Estuve este viernes en mi pueblo, en el festival Periplo, y tuve delante de mi, en una charla que muy amablemente me pidieron que diera en este certamen que cada vez cobra más auge popular, a don Luis Espinosa, el médico. De los médicos recuerdo las manos blancas, la amabilidad discreta, el sentido común y la esperanza que transmitían sobre todo en mi infancia y en adolescencia. Por casa pasaron don Julio Espinosa, don Isidoro Luz, don Celestino Cobiella... Don Celestino venía, se sentaba con las manos extendidas a los dos lados del sillón de escay que tenía mi madre, y dejaba detrás un halo de bondad y de ojo clínico, que sus hijos médicos heredaron. De él, he dicho alguna vez, recuerdo sobre todo las manos, aquellas manos blancas que luego fueron para mi distintivo de los buenos médicos que conocí entonces. Entre ellos estaba don Luis Espinosa, a quien iba a ver mi madre, sobre todo, cuando tuvo problemas de huesos. Don Luis también fue profesor nuestro, en quinto de Bachillerato del colegio de Segunda Enseñanza. Nos daba ciencia. Pero lo recuerdo, sobre todo, saliendo de su despacho de médico para llamar a sus pacientes; debía ser entonces muy joven, pero ya tenía ese aire bondadoso y grave, de alguien que se toma con mucha pasión tranquila su oficio de curar. Aliviaba verlo, a mi madre la aliviaba ver a don Luis.

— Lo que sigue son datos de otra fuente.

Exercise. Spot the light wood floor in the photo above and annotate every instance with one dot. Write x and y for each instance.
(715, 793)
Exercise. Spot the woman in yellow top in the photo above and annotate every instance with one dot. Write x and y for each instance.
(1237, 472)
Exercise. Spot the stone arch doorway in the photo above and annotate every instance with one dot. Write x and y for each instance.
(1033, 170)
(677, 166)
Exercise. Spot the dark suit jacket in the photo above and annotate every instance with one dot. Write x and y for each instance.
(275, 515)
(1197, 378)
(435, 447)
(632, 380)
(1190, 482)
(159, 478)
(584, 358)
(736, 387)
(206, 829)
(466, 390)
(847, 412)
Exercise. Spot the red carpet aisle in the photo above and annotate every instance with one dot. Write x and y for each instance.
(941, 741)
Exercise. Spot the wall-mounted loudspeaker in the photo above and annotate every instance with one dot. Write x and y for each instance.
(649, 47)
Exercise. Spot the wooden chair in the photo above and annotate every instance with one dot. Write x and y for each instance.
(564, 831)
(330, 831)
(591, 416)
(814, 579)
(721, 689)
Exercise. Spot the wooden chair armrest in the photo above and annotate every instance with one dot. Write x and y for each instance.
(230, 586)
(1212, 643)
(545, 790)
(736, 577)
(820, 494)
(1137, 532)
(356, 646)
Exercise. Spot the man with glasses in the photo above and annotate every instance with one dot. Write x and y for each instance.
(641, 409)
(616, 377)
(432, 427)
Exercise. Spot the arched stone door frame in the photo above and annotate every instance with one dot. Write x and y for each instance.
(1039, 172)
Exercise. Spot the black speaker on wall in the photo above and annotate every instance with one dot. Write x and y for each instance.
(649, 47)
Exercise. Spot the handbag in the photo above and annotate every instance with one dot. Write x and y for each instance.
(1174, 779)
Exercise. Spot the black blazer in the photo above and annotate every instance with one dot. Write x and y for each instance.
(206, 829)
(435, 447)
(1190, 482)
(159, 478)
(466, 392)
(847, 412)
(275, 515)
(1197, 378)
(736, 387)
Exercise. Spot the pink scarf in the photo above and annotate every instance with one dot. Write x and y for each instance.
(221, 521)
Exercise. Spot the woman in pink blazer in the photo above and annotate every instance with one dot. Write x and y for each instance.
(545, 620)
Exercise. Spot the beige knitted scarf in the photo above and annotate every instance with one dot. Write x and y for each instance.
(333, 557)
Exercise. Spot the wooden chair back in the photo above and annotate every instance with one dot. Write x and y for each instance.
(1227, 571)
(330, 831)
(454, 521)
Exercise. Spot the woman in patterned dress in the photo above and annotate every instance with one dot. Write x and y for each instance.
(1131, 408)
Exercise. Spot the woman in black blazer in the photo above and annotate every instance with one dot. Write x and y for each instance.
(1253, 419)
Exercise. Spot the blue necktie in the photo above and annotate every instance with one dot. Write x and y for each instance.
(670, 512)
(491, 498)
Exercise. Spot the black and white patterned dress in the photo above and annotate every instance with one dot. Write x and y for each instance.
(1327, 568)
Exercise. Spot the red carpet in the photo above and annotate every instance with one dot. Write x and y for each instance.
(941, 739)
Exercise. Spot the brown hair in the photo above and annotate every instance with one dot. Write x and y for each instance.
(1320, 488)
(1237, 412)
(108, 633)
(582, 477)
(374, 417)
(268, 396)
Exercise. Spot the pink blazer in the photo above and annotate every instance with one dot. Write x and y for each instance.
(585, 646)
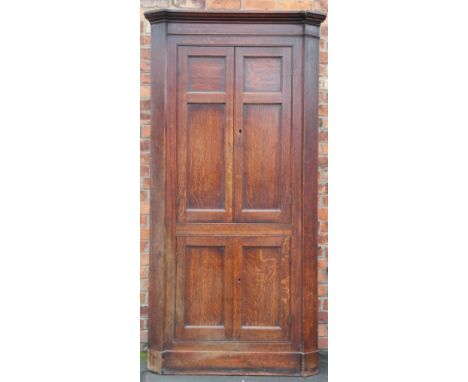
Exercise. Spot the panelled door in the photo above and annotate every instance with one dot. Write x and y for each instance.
(233, 169)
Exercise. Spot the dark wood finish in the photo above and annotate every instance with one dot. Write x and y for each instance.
(234, 156)
(204, 132)
(262, 139)
(250, 17)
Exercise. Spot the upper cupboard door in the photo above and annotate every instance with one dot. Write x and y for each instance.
(262, 135)
(204, 133)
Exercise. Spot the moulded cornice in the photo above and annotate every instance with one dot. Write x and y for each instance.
(237, 17)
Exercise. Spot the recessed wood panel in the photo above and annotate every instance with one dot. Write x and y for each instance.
(204, 281)
(204, 134)
(262, 74)
(263, 289)
(262, 135)
(261, 157)
(203, 309)
(260, 286)
(205, 156)
(207, 73)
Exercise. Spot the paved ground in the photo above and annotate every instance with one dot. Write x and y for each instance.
(147, 376)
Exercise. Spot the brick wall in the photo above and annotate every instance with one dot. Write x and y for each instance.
(145, 39)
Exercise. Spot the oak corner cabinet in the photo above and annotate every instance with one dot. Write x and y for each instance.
(233, 280)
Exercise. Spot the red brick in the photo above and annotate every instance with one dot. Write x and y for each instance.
(145, 91)
(144, 207)
(259, 4)
(323, 342)
(144, 234)
(323, 57)
(146, 131)
(145, 66)
(144, 259)
(324, 305)
(323, 148)
(145, 40)
(144, 170)
(144, 144)
(323, 161)
(192, 4)
(144, 246)
(322, 290)
(223, 4)
(145, 54)
(322, 277)
(145, 116)
(144, 310)
(291, 5)
(323, 316)
(323, 213)
(144, 158)
(322, 238)
(145, 79)
(323, 136)
(324, 30)
(323, 330)
(145, 105)
(144, 271)
(323, 227)
(146, 183)
(321, 5)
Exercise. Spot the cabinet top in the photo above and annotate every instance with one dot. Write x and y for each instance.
(235, 17)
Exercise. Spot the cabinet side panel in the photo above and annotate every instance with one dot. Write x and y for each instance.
(158, 171)
(309, 290)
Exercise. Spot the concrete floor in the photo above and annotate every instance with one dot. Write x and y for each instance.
(148, 376)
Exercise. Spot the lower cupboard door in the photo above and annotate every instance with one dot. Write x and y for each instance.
(203, 289)
(262, 289)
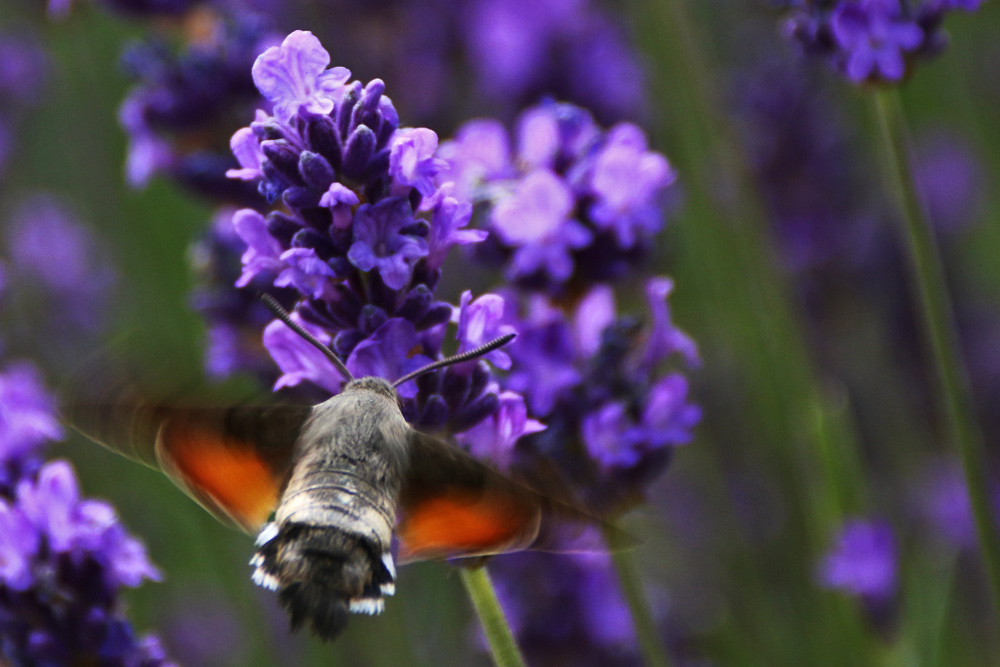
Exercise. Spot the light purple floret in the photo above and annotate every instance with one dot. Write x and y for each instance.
(627, 181)
(481, 321)
(298, 360)
(412, 160)
(493, 439)
(536, 221)
(293, 76)
(82, 528)
(378, 243)
(862, 561)
(263, 253)
(306, 272)
(27, 412)
(448, 217)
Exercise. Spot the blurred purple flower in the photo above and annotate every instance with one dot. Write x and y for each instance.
(874, 37)
(951, 181)
(871, 40)
(493, 439)
(568, 605)
(579, 205)
(863, 561)
(63, 558)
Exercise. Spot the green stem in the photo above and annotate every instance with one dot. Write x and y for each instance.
(502, 644)
(935, 306)
(653, 652)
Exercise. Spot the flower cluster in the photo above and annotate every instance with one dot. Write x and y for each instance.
(181, 97)
(360, 239)
(566, 605)
(513, 53)
(572, 204)
(872, 41)
(63, 559)
(863, 561)
(572, 209)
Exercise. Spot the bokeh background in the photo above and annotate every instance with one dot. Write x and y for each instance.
(790, 273)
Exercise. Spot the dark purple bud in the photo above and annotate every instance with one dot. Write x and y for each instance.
(385, 132)
(415, 304)
(437, 314)
(415, 199)
(282, 227)
(455, 388)
(379, 294)
(317, 217)
(378, 165)
(423, 275)
(366, 112)
(351, 96)
(341, 266)
(372, 317)
(358, 152)
(315, 170)
(269, 131)
(322, 136)
(434, 415)
(474, 413)
(300, 197)
(345, 342)
(273, 183)
(284, 159)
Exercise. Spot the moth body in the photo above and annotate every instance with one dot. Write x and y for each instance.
(327, 552)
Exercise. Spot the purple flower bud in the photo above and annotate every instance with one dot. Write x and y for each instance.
(481, 321)
(412, 161)
(449, 216)
(379, 245)
(493, 439)
(263, 253)
(862, 561)
(298, 360)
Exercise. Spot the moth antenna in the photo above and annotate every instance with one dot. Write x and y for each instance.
(279, 312)
(458, 358)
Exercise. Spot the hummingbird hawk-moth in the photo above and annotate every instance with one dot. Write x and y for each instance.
(325, 488)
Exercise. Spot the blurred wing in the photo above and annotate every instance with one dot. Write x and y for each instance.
(454, 506)
(233, 461)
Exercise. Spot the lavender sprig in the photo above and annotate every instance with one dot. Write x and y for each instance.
(872, 41)
(63, 559)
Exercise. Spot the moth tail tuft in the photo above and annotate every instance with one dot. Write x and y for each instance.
(322, 574)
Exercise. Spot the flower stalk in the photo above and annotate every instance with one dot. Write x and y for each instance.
(938, 322)
(654, 654)
(503, 646)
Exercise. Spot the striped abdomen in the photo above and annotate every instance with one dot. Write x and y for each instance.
(327, 552)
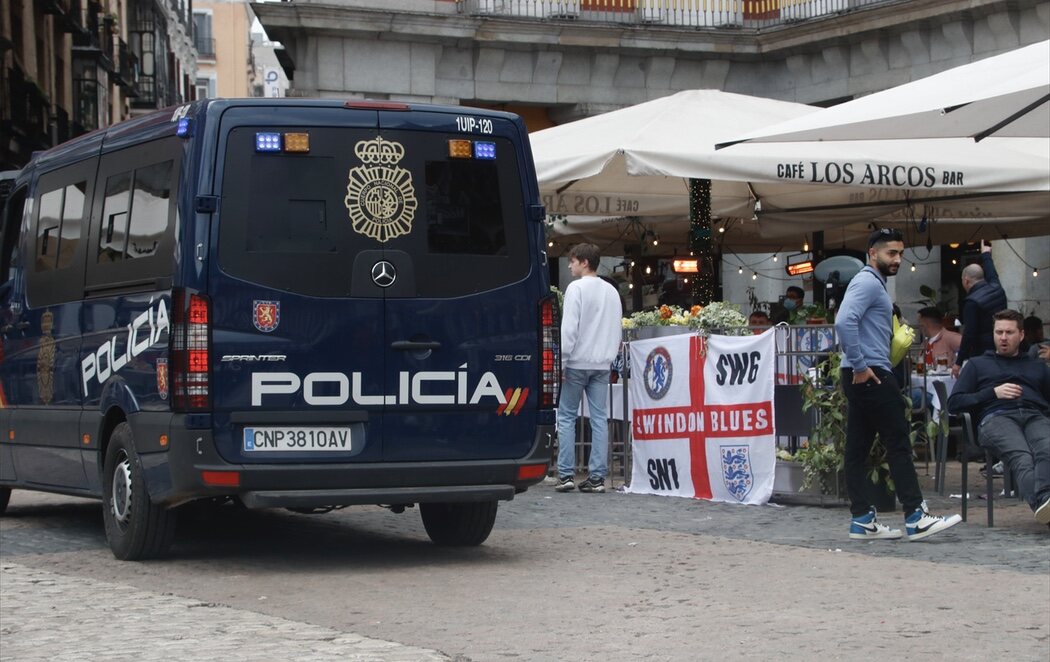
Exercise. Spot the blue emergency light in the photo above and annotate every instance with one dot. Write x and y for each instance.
(484, 150)
(267, 142)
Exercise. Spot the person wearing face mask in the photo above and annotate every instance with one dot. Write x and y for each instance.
(792, 302)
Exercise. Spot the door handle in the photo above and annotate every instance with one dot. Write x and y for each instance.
(415, 346)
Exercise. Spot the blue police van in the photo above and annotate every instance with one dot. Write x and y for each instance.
(296, 304)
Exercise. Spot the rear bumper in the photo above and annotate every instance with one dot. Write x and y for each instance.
(176, 476)
(389, 496)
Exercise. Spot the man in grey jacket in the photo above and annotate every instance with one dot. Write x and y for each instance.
(864, 327)
(590, 340)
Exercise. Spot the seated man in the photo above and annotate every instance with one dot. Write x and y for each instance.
(1009, 394)
(758, 318)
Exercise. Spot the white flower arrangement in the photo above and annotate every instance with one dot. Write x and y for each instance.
(716, 317)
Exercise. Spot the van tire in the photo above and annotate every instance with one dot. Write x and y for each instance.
(135, 528)
(459, 524)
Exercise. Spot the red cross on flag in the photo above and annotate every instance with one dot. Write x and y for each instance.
(702, 419)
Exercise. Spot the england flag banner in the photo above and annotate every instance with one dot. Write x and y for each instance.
(702, 419)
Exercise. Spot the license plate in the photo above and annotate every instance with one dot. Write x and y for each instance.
(293, 438)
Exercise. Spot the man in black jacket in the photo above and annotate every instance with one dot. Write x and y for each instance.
(1009, 394)
(984, 298)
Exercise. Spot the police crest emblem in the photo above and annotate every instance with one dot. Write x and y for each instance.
(162, 378)
(45, 359)
(267, 315)
(736, 470)
(380, 198)
(657, 373)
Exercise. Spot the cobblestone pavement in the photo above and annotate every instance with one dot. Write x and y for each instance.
(611, 576)
(47, 617)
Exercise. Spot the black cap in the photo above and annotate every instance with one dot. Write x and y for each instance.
(884, 234)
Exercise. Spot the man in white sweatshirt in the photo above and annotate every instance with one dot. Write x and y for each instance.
(590, 340)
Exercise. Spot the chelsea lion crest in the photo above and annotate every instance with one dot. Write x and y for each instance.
(657, 373)
(380, 198)
(736, 470)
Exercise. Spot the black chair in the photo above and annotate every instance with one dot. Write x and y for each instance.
(963, 425)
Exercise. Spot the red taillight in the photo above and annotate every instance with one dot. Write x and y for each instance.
(190, 351)
(531, 472)
(550, 378)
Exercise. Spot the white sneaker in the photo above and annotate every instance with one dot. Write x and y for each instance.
(867, 528)
(921, 524)
(1043, 513)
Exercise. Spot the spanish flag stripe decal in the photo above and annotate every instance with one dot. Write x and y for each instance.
(521, 400)
(512, 402)
(509, 394)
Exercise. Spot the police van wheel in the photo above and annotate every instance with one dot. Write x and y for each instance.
(135, 528)
(459, 524)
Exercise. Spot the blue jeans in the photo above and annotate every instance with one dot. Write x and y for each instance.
(595, 384)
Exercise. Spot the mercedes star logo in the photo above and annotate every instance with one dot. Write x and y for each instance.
(383, 273)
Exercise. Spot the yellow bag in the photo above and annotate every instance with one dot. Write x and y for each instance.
(901, 342)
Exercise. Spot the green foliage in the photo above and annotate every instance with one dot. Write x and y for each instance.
(809, 311)
(825, 451)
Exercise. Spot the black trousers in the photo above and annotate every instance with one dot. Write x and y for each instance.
(878, 408)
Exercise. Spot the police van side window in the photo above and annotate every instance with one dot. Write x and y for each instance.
(55, 271)
(133, 224)
(463, 208)
(59, 225)
(135, 212)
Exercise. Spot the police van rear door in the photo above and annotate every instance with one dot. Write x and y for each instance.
(298, 330)
(461, 289)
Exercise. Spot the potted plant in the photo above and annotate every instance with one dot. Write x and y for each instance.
(717, 317)
(810, 313)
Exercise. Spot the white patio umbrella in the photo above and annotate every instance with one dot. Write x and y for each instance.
(1006, 96)
(635, 163)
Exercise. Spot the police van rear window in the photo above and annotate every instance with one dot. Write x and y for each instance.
(299, 203)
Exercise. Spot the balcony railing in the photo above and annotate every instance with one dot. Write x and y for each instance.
(695, 14)
(205, 46)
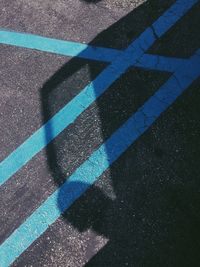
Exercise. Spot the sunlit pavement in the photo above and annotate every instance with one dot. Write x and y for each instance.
(99, 107)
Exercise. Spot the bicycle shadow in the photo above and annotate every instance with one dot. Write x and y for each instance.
(147, 222)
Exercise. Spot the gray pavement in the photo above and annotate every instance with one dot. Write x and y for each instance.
(144, 210)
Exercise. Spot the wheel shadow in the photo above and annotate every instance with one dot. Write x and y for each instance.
(144, 204)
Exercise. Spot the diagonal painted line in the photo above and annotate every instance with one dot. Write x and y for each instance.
(159, 63)
(35, 143)
(99, 161)
(61, 47)
(72, 49)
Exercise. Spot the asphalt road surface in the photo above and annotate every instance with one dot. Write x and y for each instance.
(136, 202)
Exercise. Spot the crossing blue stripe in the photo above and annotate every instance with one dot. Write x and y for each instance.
(159, 63)
(67, 48)
(99, 161)
(61, 47)
(90, 93)
(71, 49)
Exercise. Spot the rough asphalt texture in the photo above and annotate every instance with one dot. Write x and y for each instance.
(144, 210)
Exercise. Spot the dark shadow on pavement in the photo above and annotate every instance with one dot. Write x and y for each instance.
(153, 220)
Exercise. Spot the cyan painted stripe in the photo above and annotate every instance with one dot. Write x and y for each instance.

Y eso, el alivio de los médicos, que produce su eficacia pero también su sola presencia, es algo en lo que he pensado mucho estos días. Lo comenté con Rafael Alarcón, a quien todos llamamos Boti, que ejerce en el Hospital Universitario de Tenerife, recordando a un médico singular que siempre está en mi memoria como aquellos, y lo recordé mientras veía ante mi, en esa charla en Periplo, a don Luis Espinosa. A esos médicos les tengo tanta gratitud, y tengo tanta gratitud a los médicos que, aunque él no lo supo, a don Luis le dediqué mi charla como si a todos les dedicara lo que hago porque sin ellos yo no estaría aquí ni en ningún lado.

Lo que le conté a Boti tiene que ver con don Alberto de Armas, que falleció hace ya años y que dejó, en la Isla y fuera de ella, una huella de enorme bondad y de extraordinaria eficacia profesional como médico. Igual que su amigo, el doctor Pepe Toledo, Alberto se quitaba las obligaciones habituales que le controlaban su tiempo para ponerse a disposición de la gente dolorida. De él es una anécdota estupenda que explica como ninguna otra el ánimo que son capaces de inspirar los médicos.

Cuando terminó su licenciatura, Alberto se vino al Hospital de Enfermedades del Tórax de Ofra, al lado del que vivieron él y su familia muchos años. Durante ese tiempo a esa casa llegaba sin falta una señora que le dejaba una tarta o cualquier regalo que jamás dejaba de tocar a la puerta por Navidad. Al cabo del tiempo, Delia, la mujer de Alberto, le preguntó a la señora quién era, a qué se debía esa gratitud, pues el marido no tenía recuerdo de haberla tratado jamás a lo largo de su carrera.

La señora le explicó a Delia la situación. Cuando Alberto se acababa de incorporar a la plantilla de médicos de Ofra se encontró con esa mujer, entonces una chica joven, que lloraba sin consuelo en uno de los pasillos del hospital: le habían anunciado que su mal no tenía remedio. Alberto, que siempre tuvo ese carácter expansivo, cordial y solidario, se le acercó, la golpeó en el hombro y le lanzó algo más que un diagnóstico: usted se pondrá bien, ya lo verá. Y la mujer se puso bien. Alberto no la trató jamás, pero ese día le dio mucho más que un tratamiento, le insufló un ánimo que sólo son capaces de dar los médicos buenos.

Por esas razones y por muchas más, mi gratitud a los médicos es tan antigua como mi vida, y es tan ancha como la experiencia que tengo de historias similares que me han contado o que he presenciado yo mismo.